How to Turn your Dog's Leash into a Harness in Under Five Minutes

As embarrassing as it is for me to admit, after the move to Portland Archie became fear aggressive. We lived with my parents over the summer in a rural area; they have some acreage, so he got to run around whenever he wanted and there was hardly ever any traffic noise or people showing up randomly or walking by. Even though we’ve been in the city for a little over a month now, he’s still not used to all the constant sounds and people.

He’s super shy and insecure. He doesn’t enjoy walking as much as he used to, which breaks my heart. He thinks he has to protect me, so he growls and barks and people and dogs, even if they’re not approaching us and are more than 20 feet away. Sometimes he lunges. He’s never bit, but his behavior makes me nervous because many families live in our complex with small children. What if one of them approached him suddenly, and out of fear he snapped at the child?

I decided I needed to enroll us in obedience school. For $109 dollars we get six weeks of courses, at one course per week. This breaks down to roughly $20 per class, which seems pretty reasonable to me. After all, we’re getting help from a professional trainer, and I'm astounded at how quickly Archie is learning.

On Sunday the trainer showed me how to turn Archie’s leash into a harness, which I am so stoked about because now I don’t have to spend $30+ on a harness that he’ll quickly out grow, and then have to buy another one for another $30+ that he might outgrow later on too. And as this blog is all about being innovative and saving money, I thought I’d show you how to do this. It's super simple and takes under five minutes too! 

You will need:
-A loose lead leash
-A flat buckle collar
-Your dog

1. Grab your dog (who should already be wearing his collar, you responsible adult). Give him a big hug.
Archie thinks the leash is a game.
2. Attach the leash to the collar like you normally would. Position the clip so it rests between his shoulder blades.

3. Then wrap the leash underneath his chest, behind his front legs where his “armpits” would be.

4. Pull the leash up on the other side, pulling it under the spot where the leash-clippy attaches to the collar. Do not pull it through the collar.

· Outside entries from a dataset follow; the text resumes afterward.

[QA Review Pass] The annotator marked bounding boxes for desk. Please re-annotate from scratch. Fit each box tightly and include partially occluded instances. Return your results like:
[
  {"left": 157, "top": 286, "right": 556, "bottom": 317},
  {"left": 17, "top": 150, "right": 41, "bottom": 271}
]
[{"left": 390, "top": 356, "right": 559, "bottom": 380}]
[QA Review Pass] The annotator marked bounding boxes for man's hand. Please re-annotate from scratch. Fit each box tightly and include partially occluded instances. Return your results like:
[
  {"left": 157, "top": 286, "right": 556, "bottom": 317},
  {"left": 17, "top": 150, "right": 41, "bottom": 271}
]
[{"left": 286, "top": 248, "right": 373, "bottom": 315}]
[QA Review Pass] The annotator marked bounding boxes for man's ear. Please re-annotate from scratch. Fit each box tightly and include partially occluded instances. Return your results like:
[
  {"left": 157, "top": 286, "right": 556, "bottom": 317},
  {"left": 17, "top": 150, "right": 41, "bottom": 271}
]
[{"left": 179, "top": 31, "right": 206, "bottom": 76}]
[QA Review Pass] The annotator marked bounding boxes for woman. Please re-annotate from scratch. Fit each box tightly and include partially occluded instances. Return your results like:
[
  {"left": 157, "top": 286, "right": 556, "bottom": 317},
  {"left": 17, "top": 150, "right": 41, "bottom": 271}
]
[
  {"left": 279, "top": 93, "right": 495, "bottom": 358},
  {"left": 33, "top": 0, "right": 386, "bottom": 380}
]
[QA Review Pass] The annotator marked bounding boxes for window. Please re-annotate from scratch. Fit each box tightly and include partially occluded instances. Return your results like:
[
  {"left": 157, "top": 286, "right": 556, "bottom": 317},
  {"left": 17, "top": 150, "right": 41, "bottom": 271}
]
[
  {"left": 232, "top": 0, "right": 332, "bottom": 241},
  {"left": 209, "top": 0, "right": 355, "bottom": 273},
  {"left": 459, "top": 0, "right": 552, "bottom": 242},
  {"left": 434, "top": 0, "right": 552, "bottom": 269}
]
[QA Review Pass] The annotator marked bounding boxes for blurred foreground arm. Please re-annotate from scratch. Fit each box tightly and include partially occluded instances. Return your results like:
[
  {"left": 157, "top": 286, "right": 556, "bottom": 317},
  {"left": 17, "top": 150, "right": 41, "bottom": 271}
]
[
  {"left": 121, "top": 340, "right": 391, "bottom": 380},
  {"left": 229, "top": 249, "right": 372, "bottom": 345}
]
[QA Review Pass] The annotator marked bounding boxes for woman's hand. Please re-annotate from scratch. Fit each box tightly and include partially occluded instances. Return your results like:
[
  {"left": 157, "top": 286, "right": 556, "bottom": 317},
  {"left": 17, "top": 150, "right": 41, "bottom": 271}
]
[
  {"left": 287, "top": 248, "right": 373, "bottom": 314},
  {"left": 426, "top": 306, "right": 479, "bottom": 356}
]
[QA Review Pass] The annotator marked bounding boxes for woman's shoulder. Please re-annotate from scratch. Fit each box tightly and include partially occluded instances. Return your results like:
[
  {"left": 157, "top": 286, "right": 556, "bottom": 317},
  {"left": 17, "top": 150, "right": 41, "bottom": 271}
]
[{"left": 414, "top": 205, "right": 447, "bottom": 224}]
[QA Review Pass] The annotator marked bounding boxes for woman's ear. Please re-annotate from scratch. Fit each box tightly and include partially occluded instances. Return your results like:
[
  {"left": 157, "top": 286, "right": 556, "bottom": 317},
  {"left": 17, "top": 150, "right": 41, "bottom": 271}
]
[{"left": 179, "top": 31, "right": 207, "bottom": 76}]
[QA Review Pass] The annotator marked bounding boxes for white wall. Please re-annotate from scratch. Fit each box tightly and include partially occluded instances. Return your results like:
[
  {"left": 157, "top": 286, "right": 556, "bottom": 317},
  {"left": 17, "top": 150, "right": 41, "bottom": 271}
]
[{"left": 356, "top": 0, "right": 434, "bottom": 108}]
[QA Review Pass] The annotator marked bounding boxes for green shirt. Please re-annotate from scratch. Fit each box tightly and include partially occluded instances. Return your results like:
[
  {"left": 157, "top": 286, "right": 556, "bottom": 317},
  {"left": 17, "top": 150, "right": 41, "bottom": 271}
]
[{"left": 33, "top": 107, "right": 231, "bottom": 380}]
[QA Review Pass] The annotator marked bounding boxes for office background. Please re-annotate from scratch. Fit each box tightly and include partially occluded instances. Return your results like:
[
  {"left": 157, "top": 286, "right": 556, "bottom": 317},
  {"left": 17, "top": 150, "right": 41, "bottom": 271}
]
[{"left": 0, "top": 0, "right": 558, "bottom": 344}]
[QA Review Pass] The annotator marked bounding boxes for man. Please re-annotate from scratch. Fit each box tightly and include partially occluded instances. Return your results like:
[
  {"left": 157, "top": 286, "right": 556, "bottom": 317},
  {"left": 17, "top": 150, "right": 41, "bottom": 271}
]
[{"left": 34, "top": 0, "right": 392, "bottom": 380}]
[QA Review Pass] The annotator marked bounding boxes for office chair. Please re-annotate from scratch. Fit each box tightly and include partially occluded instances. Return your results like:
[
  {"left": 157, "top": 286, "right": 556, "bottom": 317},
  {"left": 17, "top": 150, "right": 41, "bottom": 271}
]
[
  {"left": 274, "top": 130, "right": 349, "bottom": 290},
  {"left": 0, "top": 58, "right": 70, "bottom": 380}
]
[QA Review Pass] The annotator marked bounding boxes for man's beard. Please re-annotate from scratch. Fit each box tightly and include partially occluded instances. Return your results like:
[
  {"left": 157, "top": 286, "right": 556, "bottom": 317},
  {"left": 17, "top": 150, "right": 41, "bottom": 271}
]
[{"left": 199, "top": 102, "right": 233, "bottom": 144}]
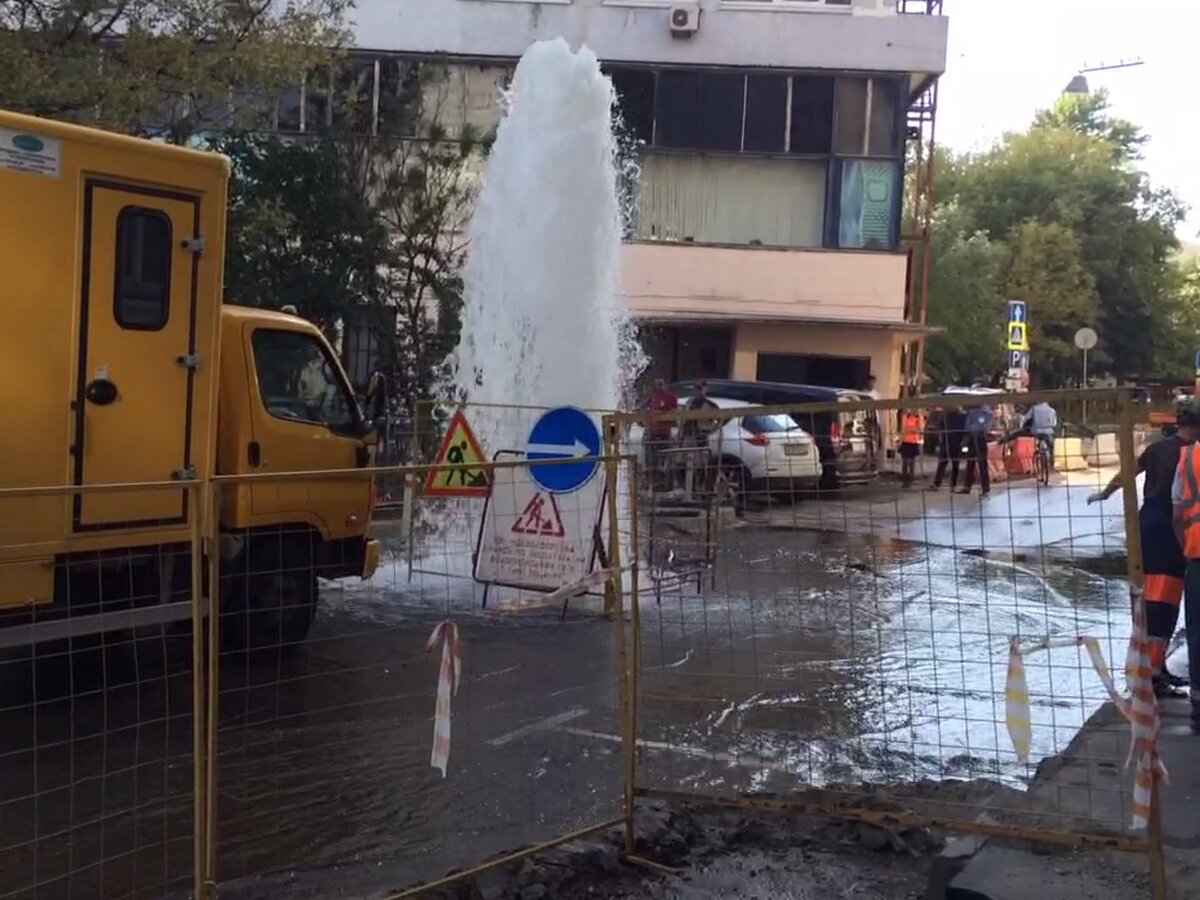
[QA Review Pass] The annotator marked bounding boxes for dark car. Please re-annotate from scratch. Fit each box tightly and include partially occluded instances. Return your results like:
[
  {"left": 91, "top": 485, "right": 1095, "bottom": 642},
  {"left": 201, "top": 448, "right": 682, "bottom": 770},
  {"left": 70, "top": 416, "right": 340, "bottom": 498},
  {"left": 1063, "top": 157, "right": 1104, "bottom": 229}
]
[{"left": 671, "top": 378, "right": 882, "bottom": 488}]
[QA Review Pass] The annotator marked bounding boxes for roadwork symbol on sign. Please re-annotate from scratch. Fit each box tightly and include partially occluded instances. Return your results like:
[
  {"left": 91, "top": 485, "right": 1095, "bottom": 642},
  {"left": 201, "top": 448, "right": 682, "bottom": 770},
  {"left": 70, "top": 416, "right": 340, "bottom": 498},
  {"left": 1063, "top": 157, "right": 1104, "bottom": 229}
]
[
  {"left": 512, "top": 493, "right": 566, "bottom": 538},
  {"left": 425, "top": 409, "right": 488, "bottom": 497}
]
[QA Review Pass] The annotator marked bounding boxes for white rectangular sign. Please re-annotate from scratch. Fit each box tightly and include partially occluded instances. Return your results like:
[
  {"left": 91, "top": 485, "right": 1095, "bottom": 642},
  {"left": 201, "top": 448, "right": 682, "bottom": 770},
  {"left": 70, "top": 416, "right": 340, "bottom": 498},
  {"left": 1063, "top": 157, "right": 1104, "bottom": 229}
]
[{"left": 474, "top": 450, "right": 605, "bottom": 590}]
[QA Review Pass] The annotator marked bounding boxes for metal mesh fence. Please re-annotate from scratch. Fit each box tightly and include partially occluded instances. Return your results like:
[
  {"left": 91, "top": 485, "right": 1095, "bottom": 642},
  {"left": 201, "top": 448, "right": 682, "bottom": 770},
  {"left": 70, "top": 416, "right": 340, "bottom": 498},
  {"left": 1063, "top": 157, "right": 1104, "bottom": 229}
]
[
  {"left": 214, "top": 456, "right": 624, "bottom": 896},
  {"left": 619, "top": 394, "right": 1146, "bottom": 848},
  {"left": 0, "top": 485, "right": 202, "bottom": 900}
]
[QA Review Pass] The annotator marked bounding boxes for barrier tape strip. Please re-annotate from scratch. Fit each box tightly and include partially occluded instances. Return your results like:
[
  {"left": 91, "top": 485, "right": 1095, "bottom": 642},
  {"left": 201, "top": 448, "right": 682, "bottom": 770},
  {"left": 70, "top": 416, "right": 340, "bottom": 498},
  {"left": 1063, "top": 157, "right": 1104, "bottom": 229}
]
[
  {"left": 425, "top": 620, "right": 462, "bottom": 778},
  {"left": 1004, "top": 590, "right": 1170, "bottom": 829}
]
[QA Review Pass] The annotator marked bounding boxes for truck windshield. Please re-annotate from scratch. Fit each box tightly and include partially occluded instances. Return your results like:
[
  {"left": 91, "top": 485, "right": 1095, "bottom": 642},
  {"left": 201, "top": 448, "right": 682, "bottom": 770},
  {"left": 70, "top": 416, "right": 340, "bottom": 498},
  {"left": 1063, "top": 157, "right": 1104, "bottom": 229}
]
[{"left": 251, "top": 329, "right": 358, "bottom": 431}]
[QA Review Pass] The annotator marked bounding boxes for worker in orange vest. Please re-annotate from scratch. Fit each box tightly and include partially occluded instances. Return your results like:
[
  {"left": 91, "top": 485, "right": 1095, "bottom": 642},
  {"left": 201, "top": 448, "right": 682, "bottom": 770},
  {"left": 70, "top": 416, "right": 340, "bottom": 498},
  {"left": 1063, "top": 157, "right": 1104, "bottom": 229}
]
[
  {"left": 1171, "top": 402, "right": 1200, "bottom": 734},
  {"left": 900, "top": 409, "right": 925, "bottom": 487},
  {"left": 1087, "top": 406, "right": 1200, "bottom": 698}
]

5. Adjust as needed. Archie squirms a lot, so I always have to wiggle the part that wraps under his chest a little.
What a handsome young lad.
6. Take your dog for a walk! Or potty, or whatever. LOVE HIM.
As soon as the leash is on, he's all business.
I can’t express how awesome this trick is. I feel so much better about walking Archie now, because the harness makes him much easier to manage. It doesn’t pull on his neck/windpipe either, so I don’t have to worry anymore about possibly hurting or injuring him, or about his collar slipping over his head. He seems to enjoy walking a little more now too! It also keeps him on a shorter leash, so he has to learn to walk beside me. So cool! Plus it totally fooled my neighbors. They thought he was wearing a "real" harness until I showed them. When he's full grown I'll buy him a proper harness, but for now this works nicely. 

And of course, this is incredibly cheap and easy to do. The trainer even told me, "Why buy an expensive harness when you can keep doing this and it works just as well?" 

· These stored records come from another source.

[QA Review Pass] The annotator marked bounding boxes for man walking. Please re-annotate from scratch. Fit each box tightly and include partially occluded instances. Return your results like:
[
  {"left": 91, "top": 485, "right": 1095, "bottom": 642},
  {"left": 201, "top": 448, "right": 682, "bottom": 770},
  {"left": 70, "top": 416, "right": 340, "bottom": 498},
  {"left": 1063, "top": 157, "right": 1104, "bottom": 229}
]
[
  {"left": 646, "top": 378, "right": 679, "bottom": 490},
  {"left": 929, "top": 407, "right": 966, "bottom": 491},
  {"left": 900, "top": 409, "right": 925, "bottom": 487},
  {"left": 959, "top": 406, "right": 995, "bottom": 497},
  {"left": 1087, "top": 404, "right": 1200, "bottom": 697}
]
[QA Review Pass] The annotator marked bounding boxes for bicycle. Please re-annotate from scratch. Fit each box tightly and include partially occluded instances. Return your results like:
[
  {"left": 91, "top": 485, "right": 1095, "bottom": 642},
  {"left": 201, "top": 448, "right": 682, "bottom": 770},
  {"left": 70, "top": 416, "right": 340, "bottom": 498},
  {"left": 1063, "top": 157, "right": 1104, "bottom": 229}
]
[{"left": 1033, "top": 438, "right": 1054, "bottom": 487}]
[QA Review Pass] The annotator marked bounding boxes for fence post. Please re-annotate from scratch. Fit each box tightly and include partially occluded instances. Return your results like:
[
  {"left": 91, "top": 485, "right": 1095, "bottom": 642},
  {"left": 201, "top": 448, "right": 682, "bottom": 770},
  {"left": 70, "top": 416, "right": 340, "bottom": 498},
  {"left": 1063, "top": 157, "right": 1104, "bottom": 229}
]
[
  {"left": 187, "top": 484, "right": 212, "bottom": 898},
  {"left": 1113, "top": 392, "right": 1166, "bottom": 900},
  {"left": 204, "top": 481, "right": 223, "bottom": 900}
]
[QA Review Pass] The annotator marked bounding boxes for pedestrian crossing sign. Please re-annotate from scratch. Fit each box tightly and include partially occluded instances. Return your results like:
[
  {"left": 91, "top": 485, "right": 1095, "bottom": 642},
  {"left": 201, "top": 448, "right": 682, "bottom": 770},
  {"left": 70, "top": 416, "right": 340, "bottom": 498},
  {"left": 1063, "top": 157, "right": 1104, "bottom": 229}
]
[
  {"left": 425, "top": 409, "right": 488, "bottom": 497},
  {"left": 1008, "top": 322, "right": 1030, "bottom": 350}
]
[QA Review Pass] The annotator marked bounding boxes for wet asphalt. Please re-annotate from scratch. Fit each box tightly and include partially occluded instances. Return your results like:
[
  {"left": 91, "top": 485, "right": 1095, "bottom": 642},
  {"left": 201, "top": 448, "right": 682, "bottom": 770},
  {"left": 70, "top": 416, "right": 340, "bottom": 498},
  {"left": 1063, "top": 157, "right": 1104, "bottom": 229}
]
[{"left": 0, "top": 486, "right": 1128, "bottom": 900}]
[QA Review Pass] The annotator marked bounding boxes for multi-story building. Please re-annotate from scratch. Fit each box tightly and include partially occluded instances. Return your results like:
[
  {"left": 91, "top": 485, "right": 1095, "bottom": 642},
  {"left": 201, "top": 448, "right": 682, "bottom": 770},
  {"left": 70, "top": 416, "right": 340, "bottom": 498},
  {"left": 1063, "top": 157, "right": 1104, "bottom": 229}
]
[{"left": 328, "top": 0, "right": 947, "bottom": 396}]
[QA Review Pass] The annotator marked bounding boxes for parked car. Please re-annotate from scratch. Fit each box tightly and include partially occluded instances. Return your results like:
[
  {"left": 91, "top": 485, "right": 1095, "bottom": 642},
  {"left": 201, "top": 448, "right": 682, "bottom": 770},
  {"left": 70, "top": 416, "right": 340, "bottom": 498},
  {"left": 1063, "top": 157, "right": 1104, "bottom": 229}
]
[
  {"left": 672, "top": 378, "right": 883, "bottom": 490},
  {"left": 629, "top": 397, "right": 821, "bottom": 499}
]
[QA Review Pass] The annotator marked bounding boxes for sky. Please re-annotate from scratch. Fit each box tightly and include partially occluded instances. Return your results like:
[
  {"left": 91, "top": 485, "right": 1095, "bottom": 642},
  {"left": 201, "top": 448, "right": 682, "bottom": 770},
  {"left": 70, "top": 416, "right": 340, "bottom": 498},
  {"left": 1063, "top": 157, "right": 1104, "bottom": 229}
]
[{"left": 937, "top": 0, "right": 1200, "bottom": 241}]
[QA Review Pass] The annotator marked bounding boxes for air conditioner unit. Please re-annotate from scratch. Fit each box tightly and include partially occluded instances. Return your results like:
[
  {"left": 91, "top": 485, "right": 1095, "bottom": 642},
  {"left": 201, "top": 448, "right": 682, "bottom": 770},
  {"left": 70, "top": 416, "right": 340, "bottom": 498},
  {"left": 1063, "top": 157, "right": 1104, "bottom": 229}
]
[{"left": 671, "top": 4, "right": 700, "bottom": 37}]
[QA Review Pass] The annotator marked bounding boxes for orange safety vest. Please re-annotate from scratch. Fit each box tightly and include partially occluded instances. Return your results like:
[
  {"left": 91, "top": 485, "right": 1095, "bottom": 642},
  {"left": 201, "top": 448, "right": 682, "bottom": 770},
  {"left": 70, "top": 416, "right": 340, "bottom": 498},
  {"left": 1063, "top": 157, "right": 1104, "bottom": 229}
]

Do you use a harness for your dog? If not, is this something you will try?

1 comment:

  1. When our dog, Hank, really hit his full size, we tried a lot of different collar/harness things to help us walk him safely. He's very sweet and friendly, but he's big and likes to bark at/chase cats and squirrels, and has VERY good eyesight. So we have a harness for him, but it's such a pain to get him into it with his long legs and his squirming...we generally just walk him with a collar and leash since he's calmed down some, but harnesses are the bomb for painless control. Glad it's working for you and Archie!